I am looking for information/opinion about what might happen in an instance when PGD is performed but there is a lab error in the middle of testing one embryo and not all the chromosomes were able to be checked. As it turned out the other embryos tested all had an issue with aneuploidy in one way or another. Therefore the one that was partially tested, but was alright in what was tested, was transfered and has resulted in a pregnency, currently at 6 weeks.

What I am trying to figure out is there any information on what possible outcomes might be in store if there is an issue with one of the chromosomes they did not get to test. The ones that didn't get tested were 14, 15, and 17 - so what I have been looking for is something on-line that says -- if in fact there was trisomy for 14, 15 or 17 that would mean one is likely to have a m/c by week X.

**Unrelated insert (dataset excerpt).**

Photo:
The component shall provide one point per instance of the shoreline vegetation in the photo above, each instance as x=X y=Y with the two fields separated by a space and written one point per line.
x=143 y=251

I am trying to see if there is some point after which it might mean we are a more or less out of the woods for an issue with those chromosomes. As I understand it, embryos with monosomy can rarely even implant, and the vast majority of trisomies don't implant or miscarry so I am trying to be hopeful that if things have progressed this far that that should offer hope that this embryo was also alright even in those chromosomes not looked at and that the pregnancy will progress. Can you offer any insight or opinions? Can you point me in the dirsection of anything on the web where I might research this further? Thanks so much for your assistance

 

Dr Smith - October 18

It is not unsual for an embryo to have an "inconclusive" result from PGD. The technology is not perfect. Approximately 10% of the results are inconclusive. It wasn't a "lab error" per se, it was the limits of the current technology for embryo testing. To put this in perspective, we are talking about the genetic analysis of a single embryonic cell here. There's lots of room for things to go wrong.

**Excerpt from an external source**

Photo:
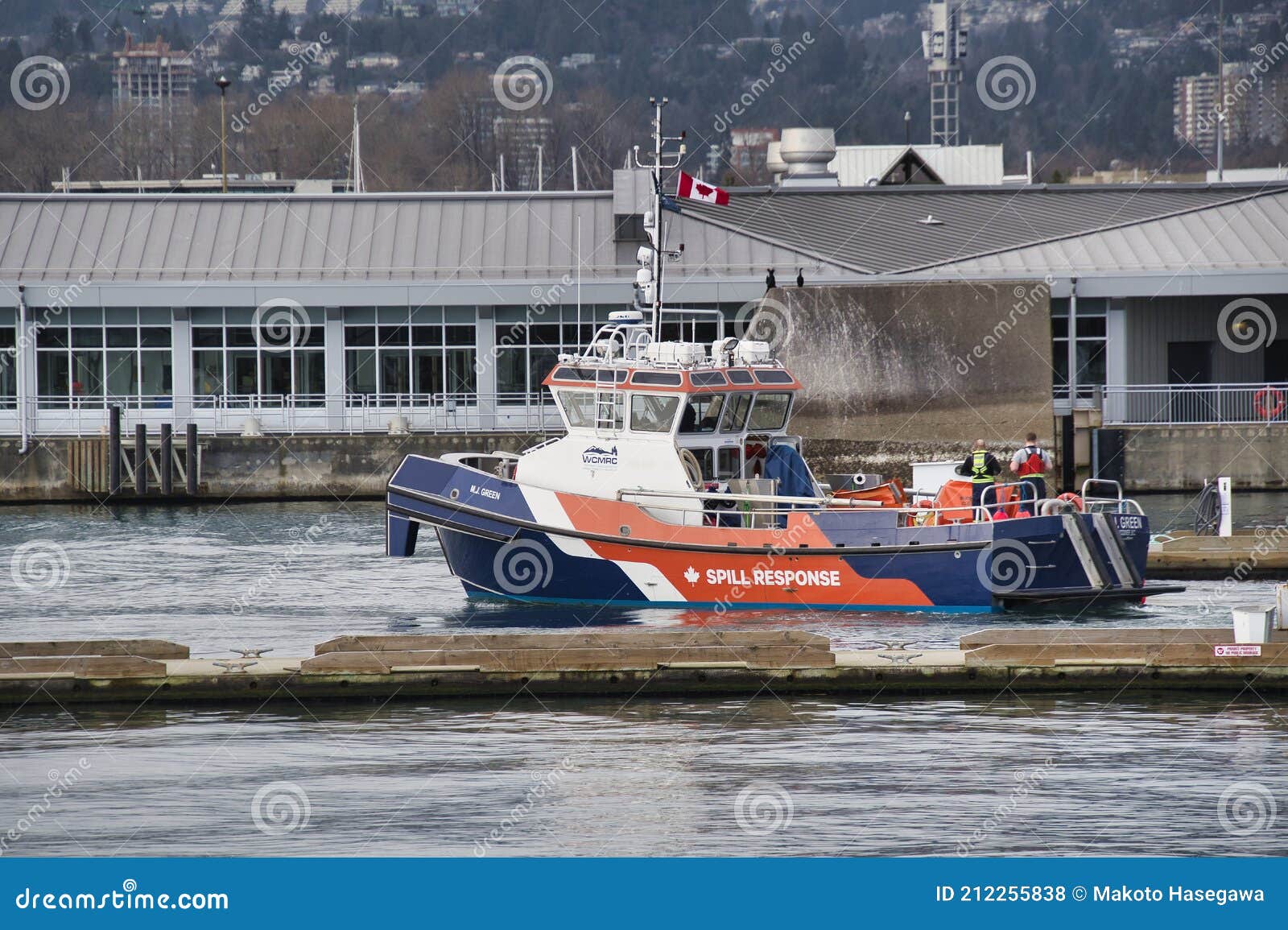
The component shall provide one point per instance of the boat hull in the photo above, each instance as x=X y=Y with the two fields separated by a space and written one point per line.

As you probably found out in your research, monosomies and trisomies for 14, 15 and 17 are rare and it unlikely that the "inconclusive" embryo was abnormal.

With the notable exception of trisomy 21, most anueploidies result in miscarriage before 12 weeks. So, for the most part, you will be out of the woods after 12 weeks. CVS and amniocentesis can be performed around that time to confirm euploidy.

Best of luck.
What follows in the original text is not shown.